I'm trying to inject latent dirichlet allocation(LDA) into scoring the relevancy of the search documents, and got stuck. I have only just got started with Lucene. I am using code from "Lucene in Action" to get started.
The plan is to try out a mixture of weightage of the default tf-idf model and the cosine similarity between the topic vectors of the query and each document. e.g 0.5 * tfidf + 0.5 * cos(Q,D)

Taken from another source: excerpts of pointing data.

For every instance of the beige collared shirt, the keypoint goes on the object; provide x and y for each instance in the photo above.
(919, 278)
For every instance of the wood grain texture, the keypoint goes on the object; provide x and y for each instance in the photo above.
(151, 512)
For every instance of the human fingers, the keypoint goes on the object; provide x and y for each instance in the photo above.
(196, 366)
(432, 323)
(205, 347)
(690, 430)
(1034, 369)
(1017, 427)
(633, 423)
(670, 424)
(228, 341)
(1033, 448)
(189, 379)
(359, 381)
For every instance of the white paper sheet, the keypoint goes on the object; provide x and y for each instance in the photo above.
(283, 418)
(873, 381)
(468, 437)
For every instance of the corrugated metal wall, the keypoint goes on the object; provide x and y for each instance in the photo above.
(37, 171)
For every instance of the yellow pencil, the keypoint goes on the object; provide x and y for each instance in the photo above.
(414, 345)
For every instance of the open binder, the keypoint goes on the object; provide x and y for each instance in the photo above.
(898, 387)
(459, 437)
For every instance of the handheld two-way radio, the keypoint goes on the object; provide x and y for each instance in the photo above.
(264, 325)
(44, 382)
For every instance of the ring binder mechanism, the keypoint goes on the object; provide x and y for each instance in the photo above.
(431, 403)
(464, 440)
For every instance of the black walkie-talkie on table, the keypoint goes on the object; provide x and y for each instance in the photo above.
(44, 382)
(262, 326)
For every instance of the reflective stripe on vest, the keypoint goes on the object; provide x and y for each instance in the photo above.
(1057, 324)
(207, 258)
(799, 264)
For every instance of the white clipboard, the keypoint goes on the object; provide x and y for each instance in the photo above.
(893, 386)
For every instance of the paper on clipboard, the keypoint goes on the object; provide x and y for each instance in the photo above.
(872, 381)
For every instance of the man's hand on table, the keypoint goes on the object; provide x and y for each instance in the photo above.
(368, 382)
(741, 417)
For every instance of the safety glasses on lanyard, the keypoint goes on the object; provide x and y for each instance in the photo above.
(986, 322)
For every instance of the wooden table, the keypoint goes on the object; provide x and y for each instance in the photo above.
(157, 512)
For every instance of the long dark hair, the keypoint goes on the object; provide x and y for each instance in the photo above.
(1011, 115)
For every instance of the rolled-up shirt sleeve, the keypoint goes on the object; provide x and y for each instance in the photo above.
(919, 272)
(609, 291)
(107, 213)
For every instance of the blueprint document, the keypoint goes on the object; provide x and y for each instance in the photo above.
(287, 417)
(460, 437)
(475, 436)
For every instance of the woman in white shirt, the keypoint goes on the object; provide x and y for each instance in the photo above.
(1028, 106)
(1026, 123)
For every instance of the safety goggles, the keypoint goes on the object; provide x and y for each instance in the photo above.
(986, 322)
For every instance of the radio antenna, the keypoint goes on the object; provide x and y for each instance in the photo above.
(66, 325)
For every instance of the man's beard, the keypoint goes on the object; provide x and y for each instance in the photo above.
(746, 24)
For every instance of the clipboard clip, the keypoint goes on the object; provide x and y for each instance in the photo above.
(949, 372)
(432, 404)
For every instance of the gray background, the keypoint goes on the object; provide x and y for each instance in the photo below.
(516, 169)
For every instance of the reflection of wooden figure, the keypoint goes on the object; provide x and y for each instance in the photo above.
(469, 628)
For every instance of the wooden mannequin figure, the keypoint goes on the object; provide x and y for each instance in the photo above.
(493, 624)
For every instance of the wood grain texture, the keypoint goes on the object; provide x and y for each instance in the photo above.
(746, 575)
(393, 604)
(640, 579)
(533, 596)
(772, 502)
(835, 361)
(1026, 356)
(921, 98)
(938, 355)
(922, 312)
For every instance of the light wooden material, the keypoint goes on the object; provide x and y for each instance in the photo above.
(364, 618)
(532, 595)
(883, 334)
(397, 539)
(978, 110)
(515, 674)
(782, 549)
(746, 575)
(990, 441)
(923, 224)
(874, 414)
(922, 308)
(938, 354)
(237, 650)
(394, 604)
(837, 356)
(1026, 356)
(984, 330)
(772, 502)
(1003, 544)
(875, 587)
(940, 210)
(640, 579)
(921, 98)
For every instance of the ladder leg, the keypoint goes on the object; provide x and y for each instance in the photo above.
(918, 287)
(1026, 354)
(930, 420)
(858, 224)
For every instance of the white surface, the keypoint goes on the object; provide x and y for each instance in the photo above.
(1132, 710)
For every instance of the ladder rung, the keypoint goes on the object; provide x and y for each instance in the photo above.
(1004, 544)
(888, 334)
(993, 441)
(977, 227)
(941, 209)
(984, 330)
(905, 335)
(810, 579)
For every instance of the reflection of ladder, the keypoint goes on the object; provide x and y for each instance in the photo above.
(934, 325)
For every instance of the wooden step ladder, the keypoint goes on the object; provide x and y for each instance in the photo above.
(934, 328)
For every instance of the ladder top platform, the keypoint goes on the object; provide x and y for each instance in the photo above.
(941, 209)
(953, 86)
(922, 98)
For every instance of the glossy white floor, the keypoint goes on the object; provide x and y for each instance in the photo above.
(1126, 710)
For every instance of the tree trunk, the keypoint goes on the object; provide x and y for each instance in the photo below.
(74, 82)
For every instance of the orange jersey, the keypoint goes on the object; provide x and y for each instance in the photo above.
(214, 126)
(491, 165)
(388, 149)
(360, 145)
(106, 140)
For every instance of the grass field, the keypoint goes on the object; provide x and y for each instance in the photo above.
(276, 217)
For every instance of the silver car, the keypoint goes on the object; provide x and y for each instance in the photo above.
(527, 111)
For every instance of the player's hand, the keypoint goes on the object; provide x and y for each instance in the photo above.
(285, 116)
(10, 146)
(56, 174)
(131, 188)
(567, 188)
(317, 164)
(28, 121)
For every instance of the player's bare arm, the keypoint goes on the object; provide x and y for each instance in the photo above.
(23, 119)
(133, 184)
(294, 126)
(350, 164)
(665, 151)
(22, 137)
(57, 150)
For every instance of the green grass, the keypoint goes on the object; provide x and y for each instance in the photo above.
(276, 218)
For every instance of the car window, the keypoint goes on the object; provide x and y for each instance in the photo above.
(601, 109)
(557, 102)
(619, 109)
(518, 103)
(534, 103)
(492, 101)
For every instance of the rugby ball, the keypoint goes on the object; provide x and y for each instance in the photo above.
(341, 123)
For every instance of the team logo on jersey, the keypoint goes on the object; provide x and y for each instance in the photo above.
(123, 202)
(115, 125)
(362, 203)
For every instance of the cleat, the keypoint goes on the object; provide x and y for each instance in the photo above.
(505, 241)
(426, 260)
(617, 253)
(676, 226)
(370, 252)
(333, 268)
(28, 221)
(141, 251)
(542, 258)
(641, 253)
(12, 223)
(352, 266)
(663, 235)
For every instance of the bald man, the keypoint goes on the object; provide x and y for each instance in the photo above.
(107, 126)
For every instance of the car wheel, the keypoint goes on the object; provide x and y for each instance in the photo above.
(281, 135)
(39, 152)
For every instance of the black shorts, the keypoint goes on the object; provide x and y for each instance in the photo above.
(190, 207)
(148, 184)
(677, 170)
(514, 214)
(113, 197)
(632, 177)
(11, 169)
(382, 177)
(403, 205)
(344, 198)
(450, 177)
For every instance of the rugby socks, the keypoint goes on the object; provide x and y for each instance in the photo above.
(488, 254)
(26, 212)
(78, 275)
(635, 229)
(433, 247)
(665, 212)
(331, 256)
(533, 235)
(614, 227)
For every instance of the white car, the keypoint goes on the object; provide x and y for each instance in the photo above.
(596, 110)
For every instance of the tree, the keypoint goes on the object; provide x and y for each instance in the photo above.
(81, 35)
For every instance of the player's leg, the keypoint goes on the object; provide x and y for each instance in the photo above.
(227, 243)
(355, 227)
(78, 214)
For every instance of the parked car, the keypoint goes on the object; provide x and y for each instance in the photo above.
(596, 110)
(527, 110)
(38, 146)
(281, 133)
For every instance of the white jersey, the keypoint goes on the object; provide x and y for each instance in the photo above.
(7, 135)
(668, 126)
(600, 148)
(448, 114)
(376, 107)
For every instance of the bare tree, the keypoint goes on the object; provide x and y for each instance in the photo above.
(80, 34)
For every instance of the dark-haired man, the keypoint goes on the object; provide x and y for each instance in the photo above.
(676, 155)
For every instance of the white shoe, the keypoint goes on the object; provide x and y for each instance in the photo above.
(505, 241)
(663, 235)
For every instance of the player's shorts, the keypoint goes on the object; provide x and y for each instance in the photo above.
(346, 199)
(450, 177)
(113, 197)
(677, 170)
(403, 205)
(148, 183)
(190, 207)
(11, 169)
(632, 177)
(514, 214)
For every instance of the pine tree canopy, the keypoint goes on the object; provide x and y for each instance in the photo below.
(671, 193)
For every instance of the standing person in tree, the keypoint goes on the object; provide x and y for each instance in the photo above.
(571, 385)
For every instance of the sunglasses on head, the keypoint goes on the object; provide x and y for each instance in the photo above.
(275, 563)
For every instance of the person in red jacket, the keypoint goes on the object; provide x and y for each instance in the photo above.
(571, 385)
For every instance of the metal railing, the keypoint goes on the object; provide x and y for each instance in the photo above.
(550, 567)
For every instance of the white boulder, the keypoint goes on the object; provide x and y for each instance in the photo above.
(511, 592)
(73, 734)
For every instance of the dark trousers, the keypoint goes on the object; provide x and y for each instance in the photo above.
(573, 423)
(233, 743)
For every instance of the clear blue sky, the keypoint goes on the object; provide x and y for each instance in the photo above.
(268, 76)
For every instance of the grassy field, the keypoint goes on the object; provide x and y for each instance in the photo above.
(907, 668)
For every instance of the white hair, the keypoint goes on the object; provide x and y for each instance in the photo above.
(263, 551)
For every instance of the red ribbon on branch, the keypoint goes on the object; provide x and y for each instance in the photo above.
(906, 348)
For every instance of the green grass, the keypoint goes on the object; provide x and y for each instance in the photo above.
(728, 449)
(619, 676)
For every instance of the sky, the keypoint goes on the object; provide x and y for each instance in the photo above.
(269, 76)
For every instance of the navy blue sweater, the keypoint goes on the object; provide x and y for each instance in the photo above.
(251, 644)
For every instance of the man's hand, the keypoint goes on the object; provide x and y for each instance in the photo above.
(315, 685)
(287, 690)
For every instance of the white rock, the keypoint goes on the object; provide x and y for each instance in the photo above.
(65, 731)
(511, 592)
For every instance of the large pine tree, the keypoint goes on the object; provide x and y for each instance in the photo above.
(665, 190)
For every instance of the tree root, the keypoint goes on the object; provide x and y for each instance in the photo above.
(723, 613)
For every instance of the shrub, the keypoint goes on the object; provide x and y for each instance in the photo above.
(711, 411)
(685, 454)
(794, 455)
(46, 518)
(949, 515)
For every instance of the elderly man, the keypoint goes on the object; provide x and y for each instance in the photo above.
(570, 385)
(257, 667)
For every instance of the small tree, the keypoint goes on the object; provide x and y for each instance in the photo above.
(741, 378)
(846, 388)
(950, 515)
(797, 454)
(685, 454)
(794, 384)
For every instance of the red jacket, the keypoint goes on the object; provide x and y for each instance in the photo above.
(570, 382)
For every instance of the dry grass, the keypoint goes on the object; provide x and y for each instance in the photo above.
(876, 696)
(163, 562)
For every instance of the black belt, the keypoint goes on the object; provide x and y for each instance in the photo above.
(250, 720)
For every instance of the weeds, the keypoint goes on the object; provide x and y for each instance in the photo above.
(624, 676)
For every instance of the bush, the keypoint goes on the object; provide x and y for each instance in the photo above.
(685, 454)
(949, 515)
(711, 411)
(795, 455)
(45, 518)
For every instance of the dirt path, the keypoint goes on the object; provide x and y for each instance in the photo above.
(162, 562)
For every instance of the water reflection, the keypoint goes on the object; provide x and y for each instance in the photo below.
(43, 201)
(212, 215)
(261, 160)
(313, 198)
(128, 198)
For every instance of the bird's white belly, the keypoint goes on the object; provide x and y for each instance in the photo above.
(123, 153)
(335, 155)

I have tried storing the topic vector for each document during indexing, using a delimiter between each score index:
doc.add(new Field("lda score", "0.200|0.111|0.4999",
Field.Store.NO,
Field.Index.NOT_ANALYZED_NO_NORMS));
Then during searching:
//tfidf
Query q = new QueryParser(Version.LUCENE_30,
"content",
new StandardAnalyzer(
Version.LUCENE_30))
.parse("some text here");
FieldScoreQuery qf = new FieldScoreQuery("lda score",
FieldScoreQuery.Type.BYTE);
CustomScoreQuery customQ = new CustomScoreQuery(q, qf) {
public CustomScoreProvider getCustomScoreProvider(IndexReader r) {
return new CustomScoreProvider(r) {
public float customScore(int doc,
float tfidfScore,
float ldaScore) {
return 0.5*tfidfScore + 0.5*ldaScore);
} };
Obviously, it is the FieldScoreQuery
portion that I require help on. How do I read in the query string, run lda inferencing (analysis separate from lucene) and cosine similarity t churn out scores for the CustomScoreQuery
to consume?
Is this the correct way to do this, or do I need to go into the Similarity
classes? Some code samples to help me get started would be appreciated.